Heiligung? Sich gegen eigene Widerstände bemühen, dem Willen Gottes im Alltag mehr und mehr zu entsprechen – das ist nicht gerade ein oft diskutiertes Thema.

Ich ertappe mich dabei, viel zu reden und zu denken von evangelischer Freiheit: Jeder muss selber verantworten, was er tut oder lässt.

Verbindliche Normen? Für mich ja, schon. Aber kann ich irgendetwas wirklich von Anderen verlangen? Egal, ob in gesellschaftlichen Fragen, in Fragen der Ethik oder des Umgangs mit Geld – wenn wir überhaupt dahin kommen, ganz konkret miteinander zu sprechen, bleibt doch oft am Ende dies: „Da muss jeder für sich entscheiden.“ Ist in unserer von totaler Entscheidungsfreiheit geprägten Gesellschaft und Kultur überhaupt noch was verbindlich?

Oder ist jede und jeder frei in seinen Entscheidungen?

Heiligung hat viel mit Freiheit zu tun, auch wenn es erst mal gar nicht danach aussieht.

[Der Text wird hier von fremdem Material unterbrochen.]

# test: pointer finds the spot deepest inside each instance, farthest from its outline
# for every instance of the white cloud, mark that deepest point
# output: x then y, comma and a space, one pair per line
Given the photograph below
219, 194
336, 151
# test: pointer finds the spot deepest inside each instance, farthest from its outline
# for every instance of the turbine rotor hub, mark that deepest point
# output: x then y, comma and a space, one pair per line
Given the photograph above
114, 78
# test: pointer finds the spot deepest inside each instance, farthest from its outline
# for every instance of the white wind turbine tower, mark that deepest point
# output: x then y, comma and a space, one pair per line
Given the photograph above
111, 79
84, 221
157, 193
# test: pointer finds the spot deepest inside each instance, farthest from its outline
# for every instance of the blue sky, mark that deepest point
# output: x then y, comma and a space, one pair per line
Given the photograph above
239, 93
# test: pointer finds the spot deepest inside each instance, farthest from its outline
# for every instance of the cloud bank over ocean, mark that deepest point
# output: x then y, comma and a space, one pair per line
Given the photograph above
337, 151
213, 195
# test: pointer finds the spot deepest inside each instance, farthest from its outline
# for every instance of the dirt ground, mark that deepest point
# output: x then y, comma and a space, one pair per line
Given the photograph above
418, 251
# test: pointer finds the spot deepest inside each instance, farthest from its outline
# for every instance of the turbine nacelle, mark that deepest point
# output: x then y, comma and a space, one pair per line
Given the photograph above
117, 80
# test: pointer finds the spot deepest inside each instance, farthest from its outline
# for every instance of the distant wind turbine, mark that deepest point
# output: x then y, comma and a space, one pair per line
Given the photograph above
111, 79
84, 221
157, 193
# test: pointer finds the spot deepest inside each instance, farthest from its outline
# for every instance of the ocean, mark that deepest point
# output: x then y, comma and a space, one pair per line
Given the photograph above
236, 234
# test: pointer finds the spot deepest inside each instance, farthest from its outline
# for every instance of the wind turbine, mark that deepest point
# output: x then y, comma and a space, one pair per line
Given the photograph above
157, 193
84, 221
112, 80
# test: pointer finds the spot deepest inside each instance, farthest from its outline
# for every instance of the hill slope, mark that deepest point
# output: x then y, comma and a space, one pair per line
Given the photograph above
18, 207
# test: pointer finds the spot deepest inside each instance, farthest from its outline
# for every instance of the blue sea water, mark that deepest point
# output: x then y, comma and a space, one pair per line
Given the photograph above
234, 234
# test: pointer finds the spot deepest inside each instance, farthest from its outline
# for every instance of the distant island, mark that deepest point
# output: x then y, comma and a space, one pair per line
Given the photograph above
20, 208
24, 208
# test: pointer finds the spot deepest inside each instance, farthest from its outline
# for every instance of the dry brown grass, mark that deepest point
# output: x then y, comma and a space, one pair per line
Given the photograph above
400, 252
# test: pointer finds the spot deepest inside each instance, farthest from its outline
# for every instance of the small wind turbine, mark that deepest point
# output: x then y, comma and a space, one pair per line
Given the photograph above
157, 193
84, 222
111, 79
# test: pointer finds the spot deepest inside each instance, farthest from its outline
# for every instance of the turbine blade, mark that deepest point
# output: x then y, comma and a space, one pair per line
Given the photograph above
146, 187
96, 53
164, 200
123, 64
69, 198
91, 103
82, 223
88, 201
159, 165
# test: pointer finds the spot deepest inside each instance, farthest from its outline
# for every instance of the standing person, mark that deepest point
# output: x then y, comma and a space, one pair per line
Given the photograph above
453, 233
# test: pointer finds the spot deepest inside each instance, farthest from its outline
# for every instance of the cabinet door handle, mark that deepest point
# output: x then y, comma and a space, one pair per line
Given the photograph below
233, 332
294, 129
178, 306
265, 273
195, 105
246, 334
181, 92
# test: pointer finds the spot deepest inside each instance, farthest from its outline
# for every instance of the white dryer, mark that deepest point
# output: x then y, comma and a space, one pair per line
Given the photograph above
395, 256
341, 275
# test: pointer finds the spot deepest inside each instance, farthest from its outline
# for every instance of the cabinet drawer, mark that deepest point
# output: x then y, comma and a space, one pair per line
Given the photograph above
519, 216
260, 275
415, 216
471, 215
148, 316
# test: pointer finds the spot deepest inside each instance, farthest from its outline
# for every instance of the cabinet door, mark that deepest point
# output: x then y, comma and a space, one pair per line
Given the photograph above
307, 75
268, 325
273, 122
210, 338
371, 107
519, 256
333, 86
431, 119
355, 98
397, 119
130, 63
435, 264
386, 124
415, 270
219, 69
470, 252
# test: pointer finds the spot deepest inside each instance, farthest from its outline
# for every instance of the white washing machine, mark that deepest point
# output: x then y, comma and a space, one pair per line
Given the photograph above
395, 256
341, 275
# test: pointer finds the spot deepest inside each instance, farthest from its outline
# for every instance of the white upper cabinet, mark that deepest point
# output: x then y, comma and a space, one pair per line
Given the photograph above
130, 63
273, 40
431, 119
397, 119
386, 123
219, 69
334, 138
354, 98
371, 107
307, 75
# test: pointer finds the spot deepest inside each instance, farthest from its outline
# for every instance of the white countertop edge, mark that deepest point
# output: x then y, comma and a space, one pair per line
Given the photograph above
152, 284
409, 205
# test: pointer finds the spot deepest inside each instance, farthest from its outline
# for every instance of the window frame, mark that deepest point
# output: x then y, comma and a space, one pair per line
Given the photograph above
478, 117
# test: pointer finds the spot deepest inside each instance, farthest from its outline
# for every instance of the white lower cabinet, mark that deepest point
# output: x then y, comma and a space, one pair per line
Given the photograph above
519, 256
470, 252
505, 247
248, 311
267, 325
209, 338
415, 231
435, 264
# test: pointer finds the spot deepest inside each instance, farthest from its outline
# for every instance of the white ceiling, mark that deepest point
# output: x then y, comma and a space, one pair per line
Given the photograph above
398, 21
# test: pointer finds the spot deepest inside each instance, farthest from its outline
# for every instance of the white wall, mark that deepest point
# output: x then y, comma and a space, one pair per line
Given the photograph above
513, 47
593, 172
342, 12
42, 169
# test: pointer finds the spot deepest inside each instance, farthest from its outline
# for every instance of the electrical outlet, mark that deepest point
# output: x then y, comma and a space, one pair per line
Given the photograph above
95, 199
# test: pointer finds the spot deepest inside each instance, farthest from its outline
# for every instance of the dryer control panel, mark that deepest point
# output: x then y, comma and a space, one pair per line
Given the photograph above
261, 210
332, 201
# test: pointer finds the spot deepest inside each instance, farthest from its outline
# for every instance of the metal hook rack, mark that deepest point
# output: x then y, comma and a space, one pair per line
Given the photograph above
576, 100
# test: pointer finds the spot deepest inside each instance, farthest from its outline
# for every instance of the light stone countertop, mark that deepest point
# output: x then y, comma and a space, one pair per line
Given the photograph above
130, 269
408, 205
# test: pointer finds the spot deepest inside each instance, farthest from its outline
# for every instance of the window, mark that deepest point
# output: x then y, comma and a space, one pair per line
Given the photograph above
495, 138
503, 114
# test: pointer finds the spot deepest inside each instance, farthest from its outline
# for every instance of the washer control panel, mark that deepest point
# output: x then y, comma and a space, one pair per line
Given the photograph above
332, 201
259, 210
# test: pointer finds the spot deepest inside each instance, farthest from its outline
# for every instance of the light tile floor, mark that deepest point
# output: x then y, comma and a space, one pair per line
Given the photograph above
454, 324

Um Unfreiheit, Freiheit und Heiligung geht es heute morgen.

Drei Fragen sollen uns beschäftigen:

Wie frei sind wir wirklich?

Wie sehen wir unsere eigene Vergangenheit? und

Was ist Heiligung?

Dazu ist uns heute ein Abschnitt aus dem Brief von Paulus an die Römer zum Nachdenken empfohlen. Ich lese aus Römer 6:

19 Ich muss menschlich davon reden um der Schwachheit eures Fleisches willen: Wie ihr eure Glieder hingegeben hattet an den Dienst der Unreinheit und Unge­rechtigkeit zu immer neuer Ungerechtigkeit, so gebt nun eure Glieder hin an den Dienst der Gerechtigkeit, dass sie heilig werden. 20 Denn als ihr Knechte der Sünde wart, da wart ihr frei von der Gerechtigkeit. 21 Was hattet ihr nun damals für Frucht? Solche, deren ihr euch jetzt schämt; denn das Ende derselben ist der Tod. 22 Nun aber, da ihr von der Sünde frei und Gottes Knechte geworden seid, habt ihr darin eure Frucht, dass ihr heilig werdet; das Ende aber ist das ewige Leben. 23 Denn der Sünde Sold ist der Tod; die Gabe Gottes aber ist das ewige Leben in Christus Jesus, unserm Herrn.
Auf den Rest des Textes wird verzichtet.